已知数列{an},a1=1/3,Sn与an关系是Sn=n乘(2n-1)乘an,求{an}的通项公式

1个回答

  • 由 S[n] - S[n-1] = a[n](其中[n]表示下标为n),可以得到

    a[n]

    = a[n-1] × (2n-3) ÷ (2n+1)

    =a[n-2] × (2n-3) × (2n-5) ÷ (2n+1) ÷ (2n-1)
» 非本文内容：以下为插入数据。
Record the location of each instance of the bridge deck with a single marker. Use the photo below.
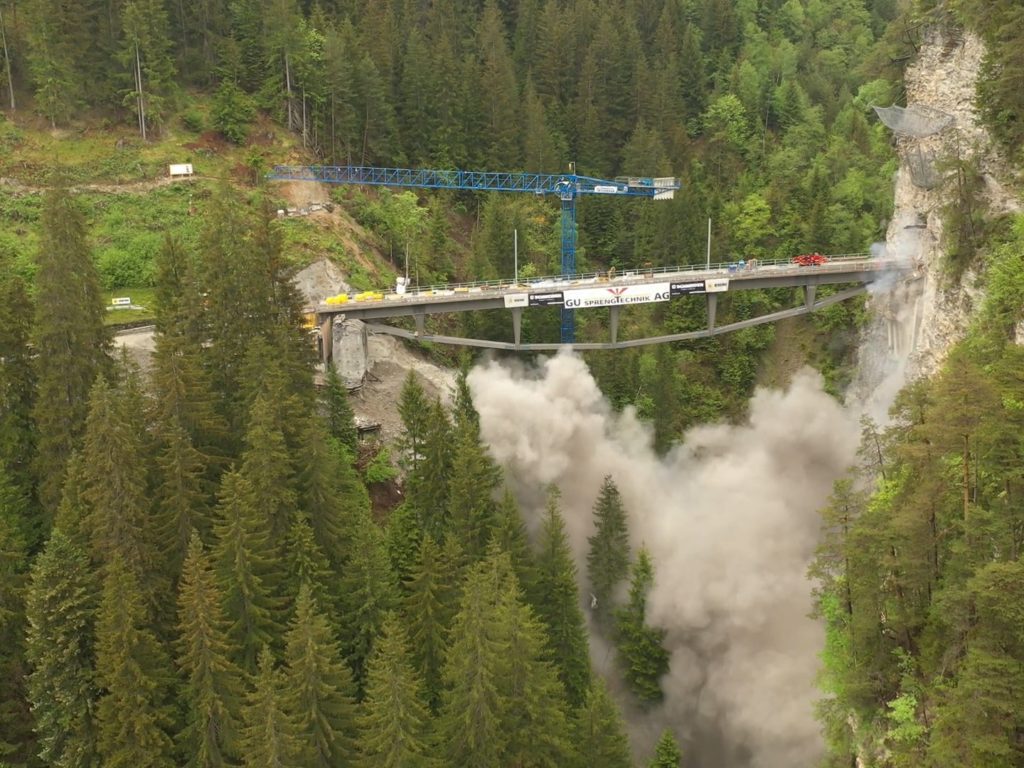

    =a[n-3] × (2n-3) × (2n-5) × (2n-7) ÷ (2n+1)÷ (2n-1) ÷ (2n-3)

    =.(把能约分的都约掉)

    =a[1]×3×1÷ (2n+1)÷ (2n-1) (当n大于等于3的时候)

    =1÷ (2n+1)÷ (2n-1)(当n大于等于3的时候)

    而a[2] = a[1] × (2n-3) ÷ (2n+1) = 1/15,a[1]=1/3都是满足公式 a[n]=1÷ (2n+1)÷ (2n-1)的,故通项公式为

    a[n]=1÷ (2n+1)÷ (2n-1)

    或者,你猜出通项公式为a[n]=1÷ (2n+1)÷ (2n-1) 后,用数学归纳法来证明,也可以.